I just had students in my multimedia art class give their end-of-the-semester reading, and usually it's pretty well attended on campus. Because we did it over Zoom, there were all of these parents and friends from all over the country. There's something really gorgeous about our new spaces for coming together that we didn't have before. So, even though a lot of terrible, terrible things have come out of all of this, there have been some exciting and beautiful things to come out of it, too. I think I almost didn't miss the book tour stuff because so, so much wonderful and supportive stuff was happening in the meantime.

ZL: Yeah! So, you were able to get alternative forms of support.

KC: Yeah, absolutely. It wasn't readings—I did visit a ton of classes, actually, but they were just virtual classes. There's this weird intimacy, it's a little bit Foucauldian, of staring people in the face while you're visiting a class. It's like the ultimate form of the democratic workshop circle: everybody's really looking at each other. Someone falls asleep, we’re all gonna notice. I would prefer to be in person, but I’ve had fun with class visits.

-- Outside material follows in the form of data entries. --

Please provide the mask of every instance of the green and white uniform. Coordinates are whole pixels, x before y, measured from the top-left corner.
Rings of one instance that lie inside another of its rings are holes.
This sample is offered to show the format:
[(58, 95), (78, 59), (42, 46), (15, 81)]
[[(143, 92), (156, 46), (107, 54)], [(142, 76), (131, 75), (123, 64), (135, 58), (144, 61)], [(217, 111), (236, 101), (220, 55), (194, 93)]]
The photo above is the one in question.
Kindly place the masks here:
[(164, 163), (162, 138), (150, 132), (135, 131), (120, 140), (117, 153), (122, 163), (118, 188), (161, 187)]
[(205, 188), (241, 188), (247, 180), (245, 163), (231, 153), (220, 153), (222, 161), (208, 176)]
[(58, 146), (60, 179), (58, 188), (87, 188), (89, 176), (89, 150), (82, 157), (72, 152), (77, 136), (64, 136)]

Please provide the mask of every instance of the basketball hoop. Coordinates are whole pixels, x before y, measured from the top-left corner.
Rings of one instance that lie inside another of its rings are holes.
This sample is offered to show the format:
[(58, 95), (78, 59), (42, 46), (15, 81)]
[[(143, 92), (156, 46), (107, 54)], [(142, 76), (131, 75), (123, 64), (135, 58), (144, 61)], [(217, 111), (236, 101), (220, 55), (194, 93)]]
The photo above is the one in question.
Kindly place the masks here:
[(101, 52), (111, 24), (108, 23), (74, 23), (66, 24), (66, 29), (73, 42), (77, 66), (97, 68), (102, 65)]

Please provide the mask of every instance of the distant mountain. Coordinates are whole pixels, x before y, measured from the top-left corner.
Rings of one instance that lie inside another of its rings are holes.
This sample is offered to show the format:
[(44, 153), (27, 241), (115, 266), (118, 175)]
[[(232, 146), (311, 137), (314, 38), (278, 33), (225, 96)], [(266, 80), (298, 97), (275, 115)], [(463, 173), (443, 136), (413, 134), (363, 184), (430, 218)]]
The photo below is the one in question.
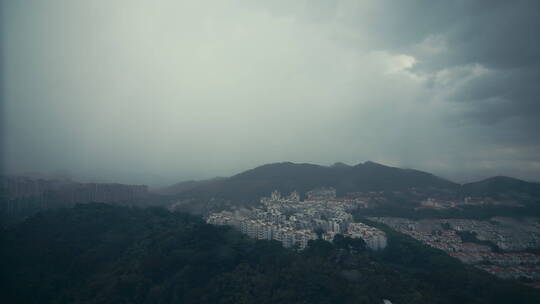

I haven't done a lot of readings. That's one thing that's been kind of a bummer, but when I’ve done readings, I've been able to make them really inclusive.

I'm a little bit hard of hearing, and so I have great sympathy for people who can't hear at all or who don't hear very well, particularly over Zoom, and so I've been able to do a lot of readings where I'll hold up pictures of the poem and then kind of peek around and read it alongside. So, that's another thing that I can do over zoom that's a little bit harder in a lot of reading spaces, unless you get a big screen or something. It's a little more organic over Zoom, and who would have guessed that anything would be more organic over Zoom?